Wednesday, April 19, 2006

One is the Loneliest Number

A week or so ago, David asked me, "Camille, which tomato is the saddest?" and I guessed wrong. It wasn't the tomato with the yellowed leaves or smallest leaves, it was the tomato with only one leaf. Poor Richard. He seems to have been afflicted with some debilitating tomato illness that has removed all folliage aside from one stout leaf. Strangely, this one leaf is enormous, and appears to be in perfect health.

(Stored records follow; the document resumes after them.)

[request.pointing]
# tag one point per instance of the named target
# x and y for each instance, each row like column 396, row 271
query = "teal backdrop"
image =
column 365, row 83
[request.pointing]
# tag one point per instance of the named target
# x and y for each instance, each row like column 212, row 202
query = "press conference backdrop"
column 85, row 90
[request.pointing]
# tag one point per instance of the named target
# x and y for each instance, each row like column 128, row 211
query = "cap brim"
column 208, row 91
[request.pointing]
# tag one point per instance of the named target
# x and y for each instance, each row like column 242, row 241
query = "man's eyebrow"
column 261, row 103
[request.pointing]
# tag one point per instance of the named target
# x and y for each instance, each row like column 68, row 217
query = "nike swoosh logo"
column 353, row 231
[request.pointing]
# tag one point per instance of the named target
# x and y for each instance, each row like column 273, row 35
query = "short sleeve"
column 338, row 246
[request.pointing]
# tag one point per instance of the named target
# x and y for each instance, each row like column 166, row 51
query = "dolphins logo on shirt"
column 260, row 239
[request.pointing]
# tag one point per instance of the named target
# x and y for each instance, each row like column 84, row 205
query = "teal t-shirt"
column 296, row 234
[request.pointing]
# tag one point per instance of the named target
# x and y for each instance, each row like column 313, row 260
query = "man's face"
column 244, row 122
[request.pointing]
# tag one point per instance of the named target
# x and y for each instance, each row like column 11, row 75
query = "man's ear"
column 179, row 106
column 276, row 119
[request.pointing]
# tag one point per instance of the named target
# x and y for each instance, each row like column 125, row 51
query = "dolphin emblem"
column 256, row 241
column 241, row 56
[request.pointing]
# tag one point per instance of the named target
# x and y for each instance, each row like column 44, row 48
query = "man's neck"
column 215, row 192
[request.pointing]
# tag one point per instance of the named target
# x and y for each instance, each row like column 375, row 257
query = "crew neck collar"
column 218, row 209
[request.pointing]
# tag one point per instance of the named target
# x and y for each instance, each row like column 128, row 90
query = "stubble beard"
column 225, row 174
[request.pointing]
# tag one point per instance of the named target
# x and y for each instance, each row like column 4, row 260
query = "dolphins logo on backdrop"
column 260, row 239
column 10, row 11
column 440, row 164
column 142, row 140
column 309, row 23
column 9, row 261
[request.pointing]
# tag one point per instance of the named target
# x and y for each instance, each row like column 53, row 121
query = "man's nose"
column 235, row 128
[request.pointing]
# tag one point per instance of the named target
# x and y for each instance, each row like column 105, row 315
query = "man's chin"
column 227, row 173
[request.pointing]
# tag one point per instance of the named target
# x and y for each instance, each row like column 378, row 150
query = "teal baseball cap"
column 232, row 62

In an attempt to right all wrongs in the world, we have repotted Richard in a claypot-home of his very own, and set him dead, smack in the middle of our strongest flourescent growlight. He has been fortified, watered, and verbally encouraged. We have not revealed that there are seventy-nine tomato plants just like him (only far larger and in significantly better health), or that he's only a tomato plant, and really, what does it matter if he dies anyhow? or that "Richard" is a terrible name in the first place.

Our hopes are low.

Scientifically speaking, there really is no way he will a) develop any more leaves or b) develop fruit because he has no joints. There's no place for him to start growing another branch. With (ahem) normal tomato plants, the new branches the start growing between an original branch and the main stem are called "suckers." When we want to inhibit "sprawling" branches and force the plants to bear fruit, we snap off these sucker. Because poor Richard has only one leaf growing from one stem, there's nowhere for him to grow new branches. The only future we see for him is to grow taller and sturdier -- but he will remain impotent with one leaf.